The Obama administration’s reduction of the manned space program has led to a corresponding acceleration of private spaceflight programs. In Texas, former PayPal entrepreneur Elon Musk’s remarkable SpaceX corporation is in the process of determining the potential environmental impact of its proposed rocket launch facility at the pristine Boca Chica Beach in deep south Texas.
Things have progressed further in New Mexico. There, Virgin Galactic is constructing its $209 million dollar Spaceport America. The project is far enough along that negotiations have begun regarding potential liability for adverse events occurring in connection with it.
According to the Santa Fe New Mexican, a bill has passed the New Mexico Senate that would limit lawsuits against companies involved in launches from the site. Participants in the bill included the New Mexico Trial Lawyers Association.
Virgin Galactic is obviously concerned about the potential for liability in connection with its launches. The natural assumption would be that anyone choosing to go on one of the flights would simply sign a release of their (and their relatives) right to sue in the event of an injury or death. But according to the article, “bills that would have prevented passengers who sign ‘informed consent’ waivers from suing the spacecraft parts suppliers and manufacturers” had previously stalled.
The report goes on to state that the current bill would require Virgin Galactic and suppliers to carry $1 million in insurance to qualify for liability limitations proposed by the legislature.
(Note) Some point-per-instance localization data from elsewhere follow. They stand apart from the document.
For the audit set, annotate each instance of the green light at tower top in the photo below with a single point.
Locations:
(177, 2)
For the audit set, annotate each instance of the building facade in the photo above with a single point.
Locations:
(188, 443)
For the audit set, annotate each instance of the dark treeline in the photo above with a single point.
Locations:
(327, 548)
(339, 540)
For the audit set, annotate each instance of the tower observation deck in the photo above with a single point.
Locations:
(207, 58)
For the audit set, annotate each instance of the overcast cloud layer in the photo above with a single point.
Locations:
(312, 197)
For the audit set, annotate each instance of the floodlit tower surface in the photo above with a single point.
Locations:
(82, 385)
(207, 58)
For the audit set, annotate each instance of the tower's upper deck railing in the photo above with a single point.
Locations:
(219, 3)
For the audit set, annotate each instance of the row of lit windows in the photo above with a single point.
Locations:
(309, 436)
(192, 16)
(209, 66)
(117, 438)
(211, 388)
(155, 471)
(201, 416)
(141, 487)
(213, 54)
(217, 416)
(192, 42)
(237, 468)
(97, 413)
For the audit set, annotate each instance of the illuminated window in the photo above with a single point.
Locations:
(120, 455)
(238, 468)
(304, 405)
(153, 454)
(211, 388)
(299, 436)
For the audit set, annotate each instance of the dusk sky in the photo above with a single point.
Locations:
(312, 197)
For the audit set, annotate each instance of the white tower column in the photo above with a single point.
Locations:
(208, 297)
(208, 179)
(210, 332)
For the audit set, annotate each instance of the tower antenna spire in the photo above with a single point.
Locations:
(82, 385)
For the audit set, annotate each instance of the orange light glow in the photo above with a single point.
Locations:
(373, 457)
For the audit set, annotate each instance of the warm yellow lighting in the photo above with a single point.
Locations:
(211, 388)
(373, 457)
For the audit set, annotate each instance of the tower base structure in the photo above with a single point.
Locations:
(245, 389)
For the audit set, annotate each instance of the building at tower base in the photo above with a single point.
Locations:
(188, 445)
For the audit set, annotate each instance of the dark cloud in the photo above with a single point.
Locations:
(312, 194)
SpaceX appears to have multiple states other than Texas interested in hosting its site. So we can expect a battle between these states over who will offer SpaceX the most favorable terms. I would expect the current Texas legislature to offer it extreme forms of lawsuit protection in order to convince it to build here. But they will need to be careful. It’s perfectly reasonable to expect a passenger to waive his rights in order to be allowed on board. But there could be many other forms of damage caused by the facilities and operations, including (1) damage caused by construction and operation (2) damage to local businesses and, most importantly (3) environmental harm. The legislature will need to carefully consider just what it is willing to sacrifice to bring to Texas an admittedly important new industry.